Published online by Cambridge University Press: 25 January 2010
Adaptive continuity
Perhaps there will not always be an England (particularly on time scales favoured by palaeontologists), but a few miles of Channel and nearly a thousand years of freedom from full-scale invasion (1066 and all that) have produced a plethora of British distinctions, both idiosyncratic and deeply philosophical, from continental preferences and modes of thought. (A common language across 3000 miles of ocean can inspire more closeness than twenty miles of La Manche accompanied by a divergence of tongues – hence the similarities between American and British histories of evolutionary thought, as discussed in this article.) In this work, I try to identify adaptation as the most distinctly anglophonic subject of natural history and subsequent evolutionary ideas. I set out to show that Charles Darwin's (Figure 1) decision to site his defence and mechanism of evolution in the explanation of adaptation has roots in a long tradition of English natural history and theology that never provoked much continental attention. Our current struggles over ‘ultra-Darwinian’ versus structuralist modes of thought continue the same debate and establish a particularly English continuity across several centuries.

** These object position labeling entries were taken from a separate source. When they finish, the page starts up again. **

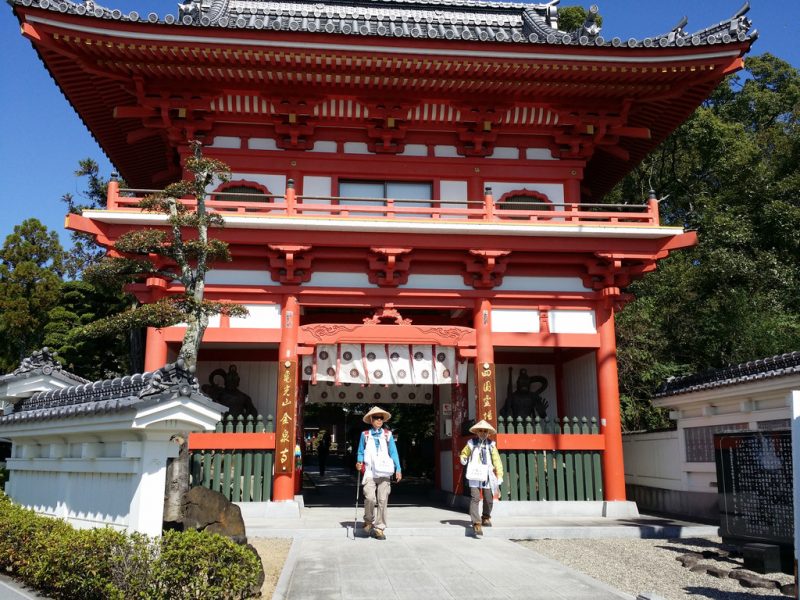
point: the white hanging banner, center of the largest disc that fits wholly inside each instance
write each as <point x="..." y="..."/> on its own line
<point x="384" y="364"/>
<point x="349" y="393"/>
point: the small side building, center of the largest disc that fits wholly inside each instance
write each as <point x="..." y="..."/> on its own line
<point x="674" y="471"/>
<point x="96" y="453"/>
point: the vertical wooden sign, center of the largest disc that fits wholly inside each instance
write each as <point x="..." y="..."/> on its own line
<point x="285" y="425"/>
<point x="486" y="393"/>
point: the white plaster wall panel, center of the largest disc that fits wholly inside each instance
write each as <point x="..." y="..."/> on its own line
<point x="317" y="186"/>
<point x="262" y="316"/>
<point x="325" y="146"/>
<point x="553" y="191"/>
<point x="335" y="279"/>
<point x="415" y="150"/>
<point x="542" y="284"/>
<point x="505" y="320"/>
<point x="580" y="387"/>
<point x="356" y="148"/>
<point x="257" y="379"/>
<point x="424" y="281"/>
<point x="224" y="141"/>
<point x="505" y="152"/>
<point x="445" y="151"/>
<point x="539" y="154"/>
<point x="650" y="459"/>
<point x="261" y="144"/>
<point x="548" y="392"/>
<point x="239" y="277"/>
<point x="456" y="194"/>
<point x="572" y="321"/>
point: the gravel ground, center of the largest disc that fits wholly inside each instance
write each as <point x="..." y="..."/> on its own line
<point x="273" y="553"/>
<point x="640" y="566"/>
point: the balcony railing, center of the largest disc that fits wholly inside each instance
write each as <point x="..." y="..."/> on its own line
<point x="293" y="205"/>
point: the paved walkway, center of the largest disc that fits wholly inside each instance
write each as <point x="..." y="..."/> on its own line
<point x="410" y="568"/>
<point x="430" y="551"/>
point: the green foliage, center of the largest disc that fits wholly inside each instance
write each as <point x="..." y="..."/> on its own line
<point x="64" y="563"/>
<point x="81" y="304"/>
<point x="31" y="266"/>
<point x="182" y="252"/>
<point x="731" y="173"/>
<point x="571" y="18"/>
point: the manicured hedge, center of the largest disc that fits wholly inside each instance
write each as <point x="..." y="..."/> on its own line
<point x="86" y="564"/>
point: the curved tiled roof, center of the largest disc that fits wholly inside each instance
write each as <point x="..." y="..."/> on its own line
<point x="424" y="19"/>
<point x="776" y="366"/>
<point x="105" y="396"/>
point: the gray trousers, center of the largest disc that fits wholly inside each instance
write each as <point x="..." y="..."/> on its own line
<point x="475" y="500"/>
<point x="376" y="500"/>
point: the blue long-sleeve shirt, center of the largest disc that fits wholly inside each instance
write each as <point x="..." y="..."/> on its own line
<point x="376" y="437"/>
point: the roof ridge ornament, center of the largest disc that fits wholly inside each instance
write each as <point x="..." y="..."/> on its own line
<point x="43" y="360"/>
<point x="172" y="377"/>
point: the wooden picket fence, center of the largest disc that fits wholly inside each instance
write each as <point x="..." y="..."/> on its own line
<point x="540" y="465"/>
<point x="237" y="459"/>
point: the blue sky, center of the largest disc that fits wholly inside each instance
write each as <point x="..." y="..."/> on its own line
<point x="43" y="138"/>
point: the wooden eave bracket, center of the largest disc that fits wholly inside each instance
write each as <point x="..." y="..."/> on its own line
<point x="290" y="265"/>
<point x="484" y="270"/>
<point x="388" y="267"/>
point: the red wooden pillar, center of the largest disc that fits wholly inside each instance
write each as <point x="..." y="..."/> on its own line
<point x="608" y="400"/>
<point x="485" y="397"/>
<point x="285" y="425"/>
<point x="155" y="351"/>
<point x="155" y="348"/>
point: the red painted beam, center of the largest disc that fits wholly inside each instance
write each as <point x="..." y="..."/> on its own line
<point x="550" y="441"/>
<point x="232" y="441"/>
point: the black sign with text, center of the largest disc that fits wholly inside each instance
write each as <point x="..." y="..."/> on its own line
<point x="754" y="479"/>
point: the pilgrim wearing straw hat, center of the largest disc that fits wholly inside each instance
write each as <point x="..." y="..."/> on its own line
<point x="378" y="461"/>
<point x="484" y="473"/>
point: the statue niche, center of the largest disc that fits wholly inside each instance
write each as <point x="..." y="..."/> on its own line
<point x="229" y="394"/>
<point x="522" y="402"/>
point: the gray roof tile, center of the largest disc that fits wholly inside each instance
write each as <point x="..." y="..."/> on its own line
<point x="776" y="366"/>
<point x="507" y="22"/>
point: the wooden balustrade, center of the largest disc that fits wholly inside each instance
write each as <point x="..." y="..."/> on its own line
<point x="237" y="459"/>
<point x="474" y="211"/>
<point x="550" y="459"/>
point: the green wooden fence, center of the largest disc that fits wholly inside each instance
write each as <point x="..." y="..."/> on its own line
<point x="240" y="475"/>
<point x="548" y="474"/>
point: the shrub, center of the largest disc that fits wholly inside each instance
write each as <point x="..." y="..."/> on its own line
<point x="69" y="564"/>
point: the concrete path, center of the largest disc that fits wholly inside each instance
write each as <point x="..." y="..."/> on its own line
<point x="414" y="567"/>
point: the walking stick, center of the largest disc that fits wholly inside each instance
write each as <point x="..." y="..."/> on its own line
<point x="358" y="489"/>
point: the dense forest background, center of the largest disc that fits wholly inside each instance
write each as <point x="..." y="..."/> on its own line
<point x="731" y="172"/>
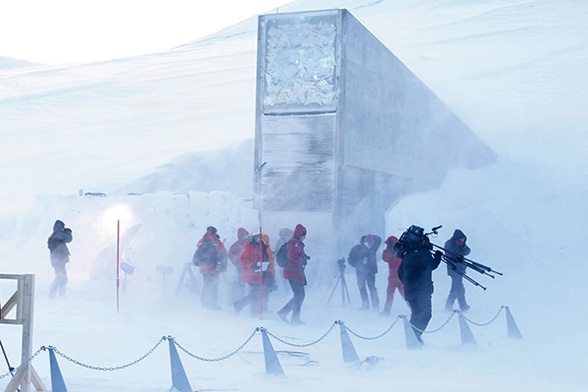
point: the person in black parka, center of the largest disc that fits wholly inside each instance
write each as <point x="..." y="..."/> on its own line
<point x="59" y="256"/>
<point x="456" y="248"/>
<point x="416" y="273"/>
<point x="363" y="257"/>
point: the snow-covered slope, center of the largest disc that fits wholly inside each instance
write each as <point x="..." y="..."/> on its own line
<point x="514" y="71"/>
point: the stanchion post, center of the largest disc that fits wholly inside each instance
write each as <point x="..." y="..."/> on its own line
<point x="511" y="325"/>
<point x="349" y="353"/>
<point x="180" y="381"/>
<point x="272" y="364"/>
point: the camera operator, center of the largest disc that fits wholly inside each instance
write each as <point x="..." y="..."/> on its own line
<point x="59" y="256"/>
<point x="456" y="249"/>
<point x="415" y="272"/>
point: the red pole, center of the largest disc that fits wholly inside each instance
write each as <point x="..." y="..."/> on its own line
<point x="260" y="274"/>
<point x="117" y="264"/>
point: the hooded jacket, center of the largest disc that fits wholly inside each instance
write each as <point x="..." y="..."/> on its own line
<point x="416" y="271"/>
<point x="250" y="257"/>
<point x="389" y="256"/>
<point x="57" y="243"/>
<point x="237" y="247"/>
<point x="454" y="247"/>
<point x="363" y="258"/>
<point x="296" y="256"/>
<point x="221" y="255"/>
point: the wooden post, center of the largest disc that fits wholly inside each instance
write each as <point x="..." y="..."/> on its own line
<point x="23" y="299"/>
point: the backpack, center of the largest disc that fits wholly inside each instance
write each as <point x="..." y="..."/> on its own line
<point x="52" y="242"/>
<point x="282" y="255"/>
<point x="205" y="254"/>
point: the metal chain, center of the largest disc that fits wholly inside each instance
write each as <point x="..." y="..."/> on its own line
<point x="22" y="364"/>
<point x="107" y="368"/>
<point x="303" y="344"/>
<point x="374" y="337"/>
<point x="487" y="323"/>
<point x="219" y="358"/>
<point x="441" y="327"/>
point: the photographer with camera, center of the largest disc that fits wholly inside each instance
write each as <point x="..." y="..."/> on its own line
<point x="363" y="258"/>
<point x="456" y="247"/>
<point x="393" y="261"/>
<point x="59" y="256"/>
<point x="416" y="273"/>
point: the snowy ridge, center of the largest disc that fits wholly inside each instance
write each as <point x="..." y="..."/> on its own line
<point x="511" y="70"/>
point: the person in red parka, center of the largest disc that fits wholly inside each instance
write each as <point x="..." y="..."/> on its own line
<point x="211" y="258"/>
<point x="294" y="272"/>
<point x="258" y="272"/>
<point x="234" y="256"/>
<point x="389" y="256"/>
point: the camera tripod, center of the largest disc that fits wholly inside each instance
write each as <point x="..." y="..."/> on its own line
<point x="341" y="279"/>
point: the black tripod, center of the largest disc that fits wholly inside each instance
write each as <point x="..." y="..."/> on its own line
<point x="341" y="279"/>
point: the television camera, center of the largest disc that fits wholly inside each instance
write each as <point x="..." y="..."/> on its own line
<point x="416" y="236"/>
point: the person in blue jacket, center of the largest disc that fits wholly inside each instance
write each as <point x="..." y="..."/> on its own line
<point x="59" y="256"/>
<point x="416" y="273"/>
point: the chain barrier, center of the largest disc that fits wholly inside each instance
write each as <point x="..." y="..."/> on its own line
<point x="487" y="323"/>
<point x="373" y="337"/>
<point x="234" y="352"/>
<point x="303" y="344"/>
<point x="442" y="325"/>
<point x="219" y="358"/>
<point x="109" y="369"/>
<point x="15" y="370"/>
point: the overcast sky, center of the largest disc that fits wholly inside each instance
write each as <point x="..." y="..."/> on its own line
<point x="66" y="31"/>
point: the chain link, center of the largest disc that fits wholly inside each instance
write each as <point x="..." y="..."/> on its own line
<point x="442" y="325"/>
<point x="114" y="368"/>
<point x="303" y="344"/>
<point x="487" y="323"/>
<point x="219" y="358"/>
<point x="373" y="337"/>
<point x="109" y="369"/>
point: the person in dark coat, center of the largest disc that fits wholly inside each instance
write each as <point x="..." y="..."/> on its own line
<point x="258" y="272"/>
<point x="363" y="258"/>
<point x="394" y="283"/>
<point x="211" y="258"/>
<point x="455" y="249"/>
<point x="294" y="273"/>
<point x="416" y="273"/>
<point x="59" y="256"/>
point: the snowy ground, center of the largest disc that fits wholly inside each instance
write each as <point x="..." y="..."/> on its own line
<point x="512" y="70"/>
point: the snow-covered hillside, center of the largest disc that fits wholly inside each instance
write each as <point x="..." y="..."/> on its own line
<point x="514" y="71"/>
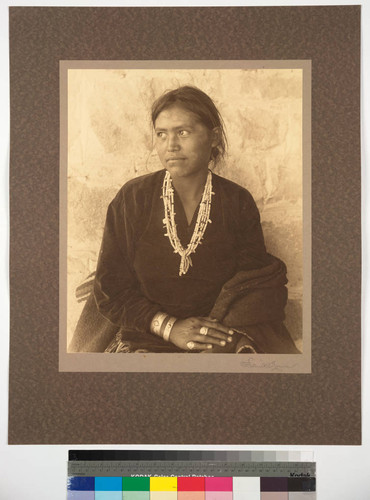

In the operative paragraph of his Introduction to The Origin of Species, Charles Darwin stated (1859, p. 3) that the classical subjects of natural history could provide sufficient evidence for the factuality of evolution:
In considering the Origin of Species, it is quite conceivable that a naturalist, reflecting on the mutual affinities of organic beings, on their embryological relations, their geographic distribution, geological succession, and other such facts, might come to the conclusion that each species had not been independently created, but had descended, like varieties, from other species.